Monitoring Esxi host on nagios

Post by **Box293** » Wed Sep 30, 2015 1:35 pm

Can I confirm that the testing on the nagios box was done while "su nagios".

vinothg wrote:In my vcenter inventory esxi listed as fqdn only and in my service definition i have configured fqdn only. but i am getting an error.

What is the error?

vinothg · Post by **vinothg** » Thu Oct 08, 2015 10:10 pm

Hi,

Sorry it was my bad. I was made some mistakes in configuration, now i have changed and its working. Please guide me the below queries.

1) We wanted to set the warning and critical alerts if my esxi host cpu and memory usage reached 70 % and 80 %, so how to set this in service definition.

2) I have configured nagios monitoring server in under esxi one vm. So i believe if that esxi or that particular vm goes down we wont able to get the alerts. so is there any way to cluster it or any alternate for this .

Please provide your valuable comments.

Thank you.

jdalrymple · Post by **jdalrymple** » Fri Oct 09, 2015 1:48 pm

vinothg wrote:1) We wanted to set the warning and critical alerts if my esxi host cpu and memory usage reached 70 % and 80 %, so how to set this in service definition.

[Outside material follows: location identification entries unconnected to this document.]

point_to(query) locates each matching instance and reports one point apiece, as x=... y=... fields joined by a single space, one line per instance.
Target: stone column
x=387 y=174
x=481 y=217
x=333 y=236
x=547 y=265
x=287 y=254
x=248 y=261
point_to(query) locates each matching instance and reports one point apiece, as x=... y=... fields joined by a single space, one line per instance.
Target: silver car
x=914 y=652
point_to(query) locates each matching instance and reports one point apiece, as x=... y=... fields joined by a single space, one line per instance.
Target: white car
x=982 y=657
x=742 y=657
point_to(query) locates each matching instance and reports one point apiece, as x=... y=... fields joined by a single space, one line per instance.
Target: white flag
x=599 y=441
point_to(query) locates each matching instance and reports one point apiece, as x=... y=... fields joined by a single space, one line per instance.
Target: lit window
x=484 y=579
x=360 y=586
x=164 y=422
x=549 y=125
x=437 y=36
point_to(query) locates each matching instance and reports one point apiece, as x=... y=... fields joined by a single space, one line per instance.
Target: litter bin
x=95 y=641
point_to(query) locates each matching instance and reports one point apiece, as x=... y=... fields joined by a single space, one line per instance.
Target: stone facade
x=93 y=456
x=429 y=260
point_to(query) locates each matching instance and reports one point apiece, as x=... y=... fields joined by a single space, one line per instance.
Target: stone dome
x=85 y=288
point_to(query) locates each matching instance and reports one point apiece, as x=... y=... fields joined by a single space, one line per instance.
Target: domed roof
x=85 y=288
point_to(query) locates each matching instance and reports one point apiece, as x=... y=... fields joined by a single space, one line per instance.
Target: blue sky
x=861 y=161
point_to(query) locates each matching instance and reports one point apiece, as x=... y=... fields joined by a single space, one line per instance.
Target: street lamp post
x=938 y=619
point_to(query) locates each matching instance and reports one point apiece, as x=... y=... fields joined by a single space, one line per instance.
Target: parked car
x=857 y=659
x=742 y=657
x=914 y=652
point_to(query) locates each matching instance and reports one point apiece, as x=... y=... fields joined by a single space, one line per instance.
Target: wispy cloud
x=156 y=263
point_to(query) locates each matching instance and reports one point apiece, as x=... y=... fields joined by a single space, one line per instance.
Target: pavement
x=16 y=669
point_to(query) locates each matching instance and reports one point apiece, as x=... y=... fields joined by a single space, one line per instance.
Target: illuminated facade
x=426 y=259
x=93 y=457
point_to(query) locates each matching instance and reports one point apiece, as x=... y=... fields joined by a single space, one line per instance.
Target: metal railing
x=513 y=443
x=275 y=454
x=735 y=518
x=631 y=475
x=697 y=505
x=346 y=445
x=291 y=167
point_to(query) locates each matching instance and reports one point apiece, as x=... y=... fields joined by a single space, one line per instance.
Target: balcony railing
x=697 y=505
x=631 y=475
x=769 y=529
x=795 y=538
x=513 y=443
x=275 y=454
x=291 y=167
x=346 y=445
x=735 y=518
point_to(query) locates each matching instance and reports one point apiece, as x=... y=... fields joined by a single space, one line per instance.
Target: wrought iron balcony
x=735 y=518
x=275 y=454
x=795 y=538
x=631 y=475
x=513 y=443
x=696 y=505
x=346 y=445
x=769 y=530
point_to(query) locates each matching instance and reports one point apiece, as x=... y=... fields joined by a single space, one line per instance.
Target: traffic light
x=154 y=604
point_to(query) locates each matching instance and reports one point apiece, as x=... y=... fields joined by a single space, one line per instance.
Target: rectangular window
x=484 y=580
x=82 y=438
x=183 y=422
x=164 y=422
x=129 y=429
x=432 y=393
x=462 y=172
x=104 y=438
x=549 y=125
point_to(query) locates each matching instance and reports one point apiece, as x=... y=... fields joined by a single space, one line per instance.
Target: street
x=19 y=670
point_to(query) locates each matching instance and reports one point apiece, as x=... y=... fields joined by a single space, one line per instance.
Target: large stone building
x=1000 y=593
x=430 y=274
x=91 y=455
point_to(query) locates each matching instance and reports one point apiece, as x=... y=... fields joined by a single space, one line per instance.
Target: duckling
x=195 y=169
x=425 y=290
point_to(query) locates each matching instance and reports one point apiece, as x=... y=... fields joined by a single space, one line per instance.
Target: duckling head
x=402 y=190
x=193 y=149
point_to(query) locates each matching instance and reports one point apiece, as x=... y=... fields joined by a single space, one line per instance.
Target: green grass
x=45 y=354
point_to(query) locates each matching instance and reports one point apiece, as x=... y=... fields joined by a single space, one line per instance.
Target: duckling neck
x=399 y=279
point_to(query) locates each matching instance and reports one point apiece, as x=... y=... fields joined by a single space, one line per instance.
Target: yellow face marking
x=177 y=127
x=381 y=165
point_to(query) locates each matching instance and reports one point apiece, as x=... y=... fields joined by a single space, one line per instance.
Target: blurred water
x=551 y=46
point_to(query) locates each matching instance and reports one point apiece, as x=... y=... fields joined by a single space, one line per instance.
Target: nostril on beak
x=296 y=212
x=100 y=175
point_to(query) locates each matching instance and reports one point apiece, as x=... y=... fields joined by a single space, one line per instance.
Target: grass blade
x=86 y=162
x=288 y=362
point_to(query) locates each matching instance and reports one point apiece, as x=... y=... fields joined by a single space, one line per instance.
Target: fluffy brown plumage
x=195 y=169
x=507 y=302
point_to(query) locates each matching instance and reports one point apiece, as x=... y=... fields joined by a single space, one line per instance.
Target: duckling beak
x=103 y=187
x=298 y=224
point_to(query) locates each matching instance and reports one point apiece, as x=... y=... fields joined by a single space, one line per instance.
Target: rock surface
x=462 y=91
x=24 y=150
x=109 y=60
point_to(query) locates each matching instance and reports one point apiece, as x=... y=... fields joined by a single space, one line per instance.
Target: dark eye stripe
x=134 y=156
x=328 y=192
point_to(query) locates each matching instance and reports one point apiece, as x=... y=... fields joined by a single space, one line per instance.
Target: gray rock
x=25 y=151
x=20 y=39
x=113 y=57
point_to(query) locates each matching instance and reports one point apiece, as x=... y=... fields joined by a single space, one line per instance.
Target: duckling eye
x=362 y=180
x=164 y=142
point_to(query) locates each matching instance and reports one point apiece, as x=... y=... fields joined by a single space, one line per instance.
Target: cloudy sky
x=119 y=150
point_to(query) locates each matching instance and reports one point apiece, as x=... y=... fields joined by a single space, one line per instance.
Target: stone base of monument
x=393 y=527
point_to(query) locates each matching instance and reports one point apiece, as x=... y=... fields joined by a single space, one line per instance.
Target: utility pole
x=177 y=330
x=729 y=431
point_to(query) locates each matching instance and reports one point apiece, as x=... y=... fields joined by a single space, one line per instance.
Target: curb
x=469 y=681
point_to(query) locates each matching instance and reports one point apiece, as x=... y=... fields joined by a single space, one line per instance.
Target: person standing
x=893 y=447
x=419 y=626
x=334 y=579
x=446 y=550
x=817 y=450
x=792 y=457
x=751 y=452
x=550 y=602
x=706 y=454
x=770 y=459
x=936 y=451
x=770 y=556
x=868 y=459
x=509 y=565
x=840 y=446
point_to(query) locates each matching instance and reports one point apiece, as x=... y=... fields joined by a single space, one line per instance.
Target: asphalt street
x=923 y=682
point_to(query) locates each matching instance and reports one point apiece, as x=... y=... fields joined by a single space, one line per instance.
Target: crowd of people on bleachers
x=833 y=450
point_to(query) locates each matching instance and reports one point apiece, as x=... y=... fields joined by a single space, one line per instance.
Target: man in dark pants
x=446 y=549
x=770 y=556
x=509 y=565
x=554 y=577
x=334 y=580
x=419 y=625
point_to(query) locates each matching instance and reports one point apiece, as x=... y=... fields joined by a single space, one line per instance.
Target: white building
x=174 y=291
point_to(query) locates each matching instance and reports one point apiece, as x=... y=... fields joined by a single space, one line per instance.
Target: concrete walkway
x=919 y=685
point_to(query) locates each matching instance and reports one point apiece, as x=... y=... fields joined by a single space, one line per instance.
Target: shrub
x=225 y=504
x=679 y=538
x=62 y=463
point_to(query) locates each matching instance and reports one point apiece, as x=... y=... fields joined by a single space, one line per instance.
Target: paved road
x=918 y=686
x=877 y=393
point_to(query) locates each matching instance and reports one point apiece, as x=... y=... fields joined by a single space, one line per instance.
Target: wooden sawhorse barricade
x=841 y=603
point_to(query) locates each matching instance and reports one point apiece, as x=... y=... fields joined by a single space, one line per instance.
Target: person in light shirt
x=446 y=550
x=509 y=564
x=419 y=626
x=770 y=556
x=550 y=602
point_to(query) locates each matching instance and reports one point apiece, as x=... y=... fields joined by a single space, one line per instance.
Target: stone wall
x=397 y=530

https://exchange.nagios.org/components/ ... 0&cf_id=29
This should be as easy as something like ./box293_check_vmware.pl --server <ESXi IP> --check Host_CPU_Usage -w 80 -c 90
Mind you you'll have to create the service such that you're using check_by_ssh to your vma, however we'll assume at this point you have that figured out?

vinothg wrote:2) I have configured nagios monitoring server in under esxi one vm. So i believe if that esxi or that particular vm goes down we wont able to get the alerts. so is there any way to cluster it or any alternate for this .

If VMware HA is available in your environment, it is probably the simplest option to handle the scenario you described.

We don't have any official way for you to handle this, but there are options. With NagiosXI we offer a component that stores system backups on a remote server, then you can just restore that remote server and bring it online using an event handler. There is also this new option from linbit:https://www.nagios.com/news/2015/10/pre ... nagios-xi/ - while meant for XI the constructs in that option work for Core also.

Here is our datasheet on distributing a NagiosXI installation, maybe you can translate some of the ideas in it to work in your environment:

https://assets.nagios.com/downloads/nag ... ios-XI.pdf

vinothg · Post by **vinothg** » Sat Oct 10, 2015 12:12 am

This should be as easy as something like ./box293_check_vmware.pl --server <ESXi IP> --check Host_CPU_Usage -w 80 -c 90
Mind you you'll have to create the service such that you're using check_by_ssh to your vma, however we'll assume at this point you have that figured out?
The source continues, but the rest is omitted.